The injury, with an average recovery time of six months, ended Raunig’s season. The time he lost to recovery as a sophomore made Raunig an afterthought in Northwest’s offense as a junior. He spent months rehabbing the injury, aching to get back on the field, to make a tangible contribution to Northwest.
“He was a determined kid,” Kelly Quinlin, Northwest’s head athletic trainer, said. “He came in and did the work every day. He was compliant; that’s probably one of the biggest things. … He was top-of-the-line when it came to that.”
The season Raunig spent rehabbing set the tight end back. He played in nine games in 2018 but failed to log a single catch. Entering this season, with three years of eligibility exhausted, Raunig had yet to record a statistic of merit. No catches, no yards, no touchdowns — just 13 games played with nothing to show for it.
Raunig was discouraged. But in the wake of poor results, Raunig continued to show up. He was as invested as anyone, Rich Wright said. He stayed after practice to catch passes, sophomore quarterback Braden Wright said. He put in the work.
In Northwest’s Week 1 win over Missouri Western, Raunig’s years of unrewarded work came to fruition. With the Bearcats leading the Griffons by 3 points late in the fourth quarter, Raunig etched his name onto a stat sheet for the first time since high school at St. Thomas Aquinas, catching a 3-yard touchdown pass from Braden Wright, one that put the game away for Northwest.

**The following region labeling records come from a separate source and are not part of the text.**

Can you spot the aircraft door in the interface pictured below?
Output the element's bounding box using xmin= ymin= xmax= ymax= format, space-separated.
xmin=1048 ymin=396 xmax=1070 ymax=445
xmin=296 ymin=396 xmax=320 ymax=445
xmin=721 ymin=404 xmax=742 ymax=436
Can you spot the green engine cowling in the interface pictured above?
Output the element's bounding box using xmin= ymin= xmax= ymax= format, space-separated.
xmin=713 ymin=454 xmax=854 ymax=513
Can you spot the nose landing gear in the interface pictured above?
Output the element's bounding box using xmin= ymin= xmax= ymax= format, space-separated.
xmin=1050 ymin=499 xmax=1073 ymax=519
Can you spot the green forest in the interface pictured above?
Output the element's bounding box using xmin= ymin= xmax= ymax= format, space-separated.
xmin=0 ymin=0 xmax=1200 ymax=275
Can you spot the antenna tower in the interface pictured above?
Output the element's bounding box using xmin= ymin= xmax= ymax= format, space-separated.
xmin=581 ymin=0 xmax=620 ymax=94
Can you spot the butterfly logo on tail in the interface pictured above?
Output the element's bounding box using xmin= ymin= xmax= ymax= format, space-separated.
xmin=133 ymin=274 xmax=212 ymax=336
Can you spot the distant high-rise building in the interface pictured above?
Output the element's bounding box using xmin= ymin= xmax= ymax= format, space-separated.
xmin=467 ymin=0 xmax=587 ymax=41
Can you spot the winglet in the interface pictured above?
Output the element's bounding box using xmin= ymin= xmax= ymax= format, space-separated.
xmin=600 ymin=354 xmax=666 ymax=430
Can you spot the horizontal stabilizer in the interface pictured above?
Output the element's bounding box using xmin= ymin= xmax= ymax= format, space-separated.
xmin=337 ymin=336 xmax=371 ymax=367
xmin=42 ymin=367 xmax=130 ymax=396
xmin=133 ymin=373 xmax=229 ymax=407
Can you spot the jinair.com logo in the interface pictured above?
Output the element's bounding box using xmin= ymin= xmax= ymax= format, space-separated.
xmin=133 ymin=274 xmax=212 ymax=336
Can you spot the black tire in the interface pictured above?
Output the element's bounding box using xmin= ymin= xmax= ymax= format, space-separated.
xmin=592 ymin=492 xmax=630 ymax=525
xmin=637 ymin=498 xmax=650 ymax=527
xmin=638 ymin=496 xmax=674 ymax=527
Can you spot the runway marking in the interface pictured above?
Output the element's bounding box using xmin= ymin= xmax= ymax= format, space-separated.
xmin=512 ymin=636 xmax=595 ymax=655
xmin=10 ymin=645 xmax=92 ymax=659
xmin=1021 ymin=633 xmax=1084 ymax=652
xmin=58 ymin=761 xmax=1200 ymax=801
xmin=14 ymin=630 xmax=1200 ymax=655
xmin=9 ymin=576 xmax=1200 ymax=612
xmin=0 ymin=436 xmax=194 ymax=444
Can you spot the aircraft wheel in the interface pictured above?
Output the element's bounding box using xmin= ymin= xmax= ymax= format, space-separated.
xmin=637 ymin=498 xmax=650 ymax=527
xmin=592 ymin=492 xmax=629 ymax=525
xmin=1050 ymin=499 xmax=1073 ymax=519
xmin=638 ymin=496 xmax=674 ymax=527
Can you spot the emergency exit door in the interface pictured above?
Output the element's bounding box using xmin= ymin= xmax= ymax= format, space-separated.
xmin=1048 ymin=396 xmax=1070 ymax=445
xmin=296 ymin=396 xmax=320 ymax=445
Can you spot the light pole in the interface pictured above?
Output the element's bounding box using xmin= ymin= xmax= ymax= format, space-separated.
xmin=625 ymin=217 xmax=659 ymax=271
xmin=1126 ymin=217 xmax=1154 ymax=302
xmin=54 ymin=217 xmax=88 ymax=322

“It was awesome,” Raunig said. “It kinda felt like slow motion.”
For Raunig, the moment was a direct result of work. Rich Wright said the moment served as validation for the senior. He rehabbed for a full season and toiled in the lower rankings of the depth chart for another to be on the field for the play. He memorized the route and perfected the play in practice, Braden Wright said. Raunig was ready when his number was called.
“It was a huge moment in the game,” Braden Wright said. “I’m excited for him, and it was great.”
Raunig’s return to his once-prominent role was long and winding. He entered his freshman season at Northwest on the heels of a knee injury he suffered in high school. The 2017 campaign was supposed to offer a fresh start for the tight end. Instead, it was over nearly as soon as it started.
In the wake of his ankle injury, one that Kelly Quinlin called both “pretty severe” and “not common,” Raunig logged countless hours in the training room with Joe and Kelly Quinlin. He worked hard every day, they said, though he didn’t attempt to rush through his rehab.
“You could tell he was a little frustrated with how quick (the injury) happened,” Joe Quinlin said. “He always wanted more. He wasn’t trying to do any jumping ahead in the rehab, but he was always wanting to find ways to improve on things he could do.”
From his view at the helm of the program, Rich Wright saw much of the same.
He watched Raunig work in his first two seasons and rise to prominence in Northwest’s offense. He watched the tight end suffer his Week 1 injury in 2017. He watched Raunig toil in the training room and work his way back onto the field. He watched his playing time and impact plateau last season. And he watched Raunig persevere through it all. He watched him catch his first touchdown as a fifth-year player.
“Anytime you see somebody that’s investing so much of their time and energy into something and not getting anything from it, and watching them continue to come back is — those are some of my favorite stories,” Rich Wright said. “You want to see people like that succeed.”
Raunig said he worked through each round of adversity he faced because that’s what he came to Northwest to do, because it’s what his coaches asked of him and because that’s just who he is. He tries to bring positive energy to film and training sessions every day, he said. His efforts, of course, have paid off.
In a moment when less determined players would have given up, Raunig persisted. His doing so brought him to where he is now, a staple in Northwest’s offense and locker room as a pass-catcher and a leader. Two years later than he had hoped, Raunig is making his presence felt in Northwest’s vaunted offense.
“You grind every day,” Raunig said. “I knew this day would come where I’m contributing. It just feels good to be able to — because now, it’s on my back, instead of standing on the sidelines a lot of the time. A lot of these games that we win, I can contribute. So it feels a lot better.”